Aqui, por fim, jaz John Updike, que recebeu "as piores notícias" no hospital e transformou "dor em mel", escrevendo um derradeiro livro de poesia. Morreu também de câncer, aos 76, em 2009.

Roiphe menciona ainda "a morte feliz de William Blake (1757-1827), que sentou na cama e viu anjos", e a partida menos honrosa de Honoré de Balzac (1799-1850), "que se matou com café e trabalho".

Para a autora, o homem contemporâneo só aceita a "morte limpa", no hospital moderno. "Ninguém mais morre em casa. Puxamos a cortina para manter a morte fora de vista. Fantasiamos que a medicina sempre pode nos curar."

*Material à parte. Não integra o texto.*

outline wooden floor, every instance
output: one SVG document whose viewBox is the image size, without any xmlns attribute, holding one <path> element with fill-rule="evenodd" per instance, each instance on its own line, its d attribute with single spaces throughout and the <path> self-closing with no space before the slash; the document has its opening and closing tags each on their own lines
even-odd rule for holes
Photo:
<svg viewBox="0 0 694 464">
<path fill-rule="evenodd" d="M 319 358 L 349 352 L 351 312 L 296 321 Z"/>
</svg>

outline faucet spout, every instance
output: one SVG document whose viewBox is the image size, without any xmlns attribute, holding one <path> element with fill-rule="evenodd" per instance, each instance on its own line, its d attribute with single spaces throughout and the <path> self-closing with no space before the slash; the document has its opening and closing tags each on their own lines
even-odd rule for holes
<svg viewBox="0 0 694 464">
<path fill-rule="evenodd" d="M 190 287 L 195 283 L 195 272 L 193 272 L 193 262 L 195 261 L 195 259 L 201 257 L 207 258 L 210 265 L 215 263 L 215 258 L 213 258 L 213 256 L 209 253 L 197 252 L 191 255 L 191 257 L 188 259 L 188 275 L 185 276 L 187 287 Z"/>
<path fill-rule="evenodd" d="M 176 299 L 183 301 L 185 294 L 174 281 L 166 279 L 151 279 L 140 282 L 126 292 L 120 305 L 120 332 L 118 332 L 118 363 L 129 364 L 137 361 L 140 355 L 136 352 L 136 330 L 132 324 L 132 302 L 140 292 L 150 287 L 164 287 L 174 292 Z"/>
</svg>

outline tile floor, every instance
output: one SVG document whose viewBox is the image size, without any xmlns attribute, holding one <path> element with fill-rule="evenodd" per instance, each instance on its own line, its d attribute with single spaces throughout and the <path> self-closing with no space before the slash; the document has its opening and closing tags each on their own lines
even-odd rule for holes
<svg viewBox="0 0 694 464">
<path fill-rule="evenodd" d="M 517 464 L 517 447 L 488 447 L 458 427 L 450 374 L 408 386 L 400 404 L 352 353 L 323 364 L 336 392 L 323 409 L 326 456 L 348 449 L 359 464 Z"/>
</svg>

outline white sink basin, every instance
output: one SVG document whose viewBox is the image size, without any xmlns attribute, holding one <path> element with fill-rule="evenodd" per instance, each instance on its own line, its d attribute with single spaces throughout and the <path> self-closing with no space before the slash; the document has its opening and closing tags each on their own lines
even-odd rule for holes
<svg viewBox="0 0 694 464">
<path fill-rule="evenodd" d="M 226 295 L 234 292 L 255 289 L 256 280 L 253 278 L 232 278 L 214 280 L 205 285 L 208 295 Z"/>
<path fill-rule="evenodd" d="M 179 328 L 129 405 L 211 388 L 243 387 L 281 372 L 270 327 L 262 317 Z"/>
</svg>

Em 2006, ela escreveu para o "Times" sobre a morte de seu pai: o sr. Roiphe voltava de um jantar com amigos e teve uma parada cardíaca. Desfaleceu no lobby do prédio, ao lado da mulher. "Não houve preparação. Nenhuma última grande conversa."

A ideia de travar um diálogo final com o ente querido, "no qual tudo será resolvido, perdoado etc.", não passa de um capricho, lembra a escritora. A morte não respeita cronogramas.

Que o diga Philip Roth, que em "Patrimônio" descreveu o "dénouement" fortuito da mãe num restaurante, em 1981. "Tinham acabado de lhe servir sopa de mexilhões, um de seus pratos favoritos; para surpresa de todos, ela anunciou: 'Eu não quero essa sopa'." Foram as últimas palavras de Bessie.

ANNA VIRGÍNIA BALLOUSSIER, 30, é jornalista da Folha.